Therapists choose activities that are consistent with a patient's current abilities but also present appropriate challenges to work toward therapy goals. In some cases, attention impairments may necessitate restricted activity or reduced environmental challenge to maintain safety or optimize therapy activity. As motor activity becomes more automatic in less demanding environmental conditions, additional distractions and environmental challenges can be added systematically. A structured approach to monitoring errors in performance of motor and cognitive tasks can guide decision making for when to increase task difficulty.
Patient's long-term goals typically target environments and roles that a patient is expected to resume. The use of dual- or multiple-task conditions simulates real life so that patients can learn strategies to attend to safety even with environmental distractions. Therapists can also use more challenging activities to identify situations that may need to be avoided. Therapists only need to consider typical demands of a usual day in the life of their patients to devise a range of treatment activities that require differing types of attention, with a variety of motor and cognitive skills. Activity-based exercise programs that are beneficial for health maintenance such as Tai Chi, dancing, and weight training often involve multiple task demands.

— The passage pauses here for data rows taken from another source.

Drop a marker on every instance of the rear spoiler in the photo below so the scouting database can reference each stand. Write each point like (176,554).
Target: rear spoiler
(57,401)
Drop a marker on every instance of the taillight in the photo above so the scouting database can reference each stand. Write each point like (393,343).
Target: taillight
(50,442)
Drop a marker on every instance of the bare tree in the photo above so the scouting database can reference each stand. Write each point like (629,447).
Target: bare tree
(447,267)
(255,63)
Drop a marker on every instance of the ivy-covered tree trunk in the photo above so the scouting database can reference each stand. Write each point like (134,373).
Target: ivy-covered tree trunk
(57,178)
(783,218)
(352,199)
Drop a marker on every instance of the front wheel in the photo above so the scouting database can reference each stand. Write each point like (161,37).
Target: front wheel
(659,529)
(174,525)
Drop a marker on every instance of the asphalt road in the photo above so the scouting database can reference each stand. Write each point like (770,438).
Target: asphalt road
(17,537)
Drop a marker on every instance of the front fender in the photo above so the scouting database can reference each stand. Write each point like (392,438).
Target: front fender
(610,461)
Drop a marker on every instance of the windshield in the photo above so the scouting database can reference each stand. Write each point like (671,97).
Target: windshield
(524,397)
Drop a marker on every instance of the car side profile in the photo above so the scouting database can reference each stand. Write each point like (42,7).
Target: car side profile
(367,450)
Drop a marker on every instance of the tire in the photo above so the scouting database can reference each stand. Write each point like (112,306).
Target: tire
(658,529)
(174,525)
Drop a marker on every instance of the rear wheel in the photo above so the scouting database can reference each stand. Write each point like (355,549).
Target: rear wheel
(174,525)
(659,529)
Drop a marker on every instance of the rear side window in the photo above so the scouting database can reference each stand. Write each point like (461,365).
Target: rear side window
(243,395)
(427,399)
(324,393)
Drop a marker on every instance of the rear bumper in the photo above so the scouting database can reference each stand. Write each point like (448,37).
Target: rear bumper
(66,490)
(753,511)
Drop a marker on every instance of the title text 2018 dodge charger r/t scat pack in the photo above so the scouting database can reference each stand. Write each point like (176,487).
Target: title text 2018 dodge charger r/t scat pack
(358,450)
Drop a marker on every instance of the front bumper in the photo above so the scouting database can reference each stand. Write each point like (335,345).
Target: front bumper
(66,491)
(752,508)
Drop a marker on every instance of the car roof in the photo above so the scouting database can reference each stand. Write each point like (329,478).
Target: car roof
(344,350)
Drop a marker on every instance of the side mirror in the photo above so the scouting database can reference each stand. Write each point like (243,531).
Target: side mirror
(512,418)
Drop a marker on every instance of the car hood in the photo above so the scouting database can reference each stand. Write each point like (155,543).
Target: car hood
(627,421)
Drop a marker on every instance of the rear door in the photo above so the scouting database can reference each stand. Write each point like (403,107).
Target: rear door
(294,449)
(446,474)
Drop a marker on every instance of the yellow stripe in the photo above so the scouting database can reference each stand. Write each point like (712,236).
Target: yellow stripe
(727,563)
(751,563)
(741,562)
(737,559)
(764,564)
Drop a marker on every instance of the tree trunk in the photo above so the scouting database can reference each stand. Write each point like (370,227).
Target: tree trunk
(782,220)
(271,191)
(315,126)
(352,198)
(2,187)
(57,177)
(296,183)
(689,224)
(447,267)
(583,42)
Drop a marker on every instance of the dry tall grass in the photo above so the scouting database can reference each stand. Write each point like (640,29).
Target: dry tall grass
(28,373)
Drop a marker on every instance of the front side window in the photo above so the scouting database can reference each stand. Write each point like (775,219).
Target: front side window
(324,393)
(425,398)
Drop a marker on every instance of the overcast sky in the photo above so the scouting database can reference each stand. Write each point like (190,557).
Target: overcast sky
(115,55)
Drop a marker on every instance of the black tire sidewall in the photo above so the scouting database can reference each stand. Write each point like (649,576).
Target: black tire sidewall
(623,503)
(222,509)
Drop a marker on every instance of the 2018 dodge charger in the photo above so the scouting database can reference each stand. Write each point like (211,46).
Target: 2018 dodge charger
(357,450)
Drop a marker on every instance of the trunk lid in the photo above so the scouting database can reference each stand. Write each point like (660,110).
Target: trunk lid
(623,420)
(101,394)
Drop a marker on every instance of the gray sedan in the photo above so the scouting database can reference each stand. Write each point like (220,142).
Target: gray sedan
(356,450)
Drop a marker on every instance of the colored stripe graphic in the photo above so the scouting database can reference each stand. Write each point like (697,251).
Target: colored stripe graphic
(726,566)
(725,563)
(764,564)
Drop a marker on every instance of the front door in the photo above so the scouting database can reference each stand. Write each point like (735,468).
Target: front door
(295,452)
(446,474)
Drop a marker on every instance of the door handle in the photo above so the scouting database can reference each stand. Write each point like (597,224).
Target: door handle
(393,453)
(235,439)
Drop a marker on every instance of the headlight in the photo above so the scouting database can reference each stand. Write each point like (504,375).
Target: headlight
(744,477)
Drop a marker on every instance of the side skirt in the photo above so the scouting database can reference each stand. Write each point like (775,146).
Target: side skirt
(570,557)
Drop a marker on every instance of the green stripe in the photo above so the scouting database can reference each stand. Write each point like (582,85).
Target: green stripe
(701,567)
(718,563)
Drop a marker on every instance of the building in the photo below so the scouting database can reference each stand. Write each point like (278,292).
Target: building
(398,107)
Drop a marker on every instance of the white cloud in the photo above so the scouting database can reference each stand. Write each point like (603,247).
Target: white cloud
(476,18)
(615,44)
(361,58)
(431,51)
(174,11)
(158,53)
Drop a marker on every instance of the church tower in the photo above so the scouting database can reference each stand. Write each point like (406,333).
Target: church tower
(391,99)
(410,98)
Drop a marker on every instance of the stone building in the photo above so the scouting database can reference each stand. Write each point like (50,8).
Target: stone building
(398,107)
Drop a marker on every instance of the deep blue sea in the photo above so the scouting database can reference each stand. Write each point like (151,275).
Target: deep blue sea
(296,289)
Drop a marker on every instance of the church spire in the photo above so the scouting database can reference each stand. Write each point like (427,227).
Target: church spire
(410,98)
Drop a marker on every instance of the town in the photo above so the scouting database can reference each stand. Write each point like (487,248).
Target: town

Recreational sport activities also provide many possibilities for dual- or multiple- task performance.
Currently, there is limited evidence to guide implementation of treatment to address attention as part of intervention. Examples from the literature demonstrate a process of manipulating task and environment demands to gradually challenge patients. The ability to generalize novel dual-task conditions to real life has not been demonstrated for patients with neurologic involvement, so choosing therapy activities that are closer to real life is a reasonable approach, including combinations of motor tasks (walking and carrying items, walking while dialing a cell phone) and combinations of motor tasks with other cognitive tasks (conversation, list making, way finding).
Undoubtedly additional study of patients who have neurologic involvement is necessary to understand how attention and allocation of attention affect mobility and safety. As knowledge of the extent and nature of these problems expands, appropriate intervention strategies should also become evident.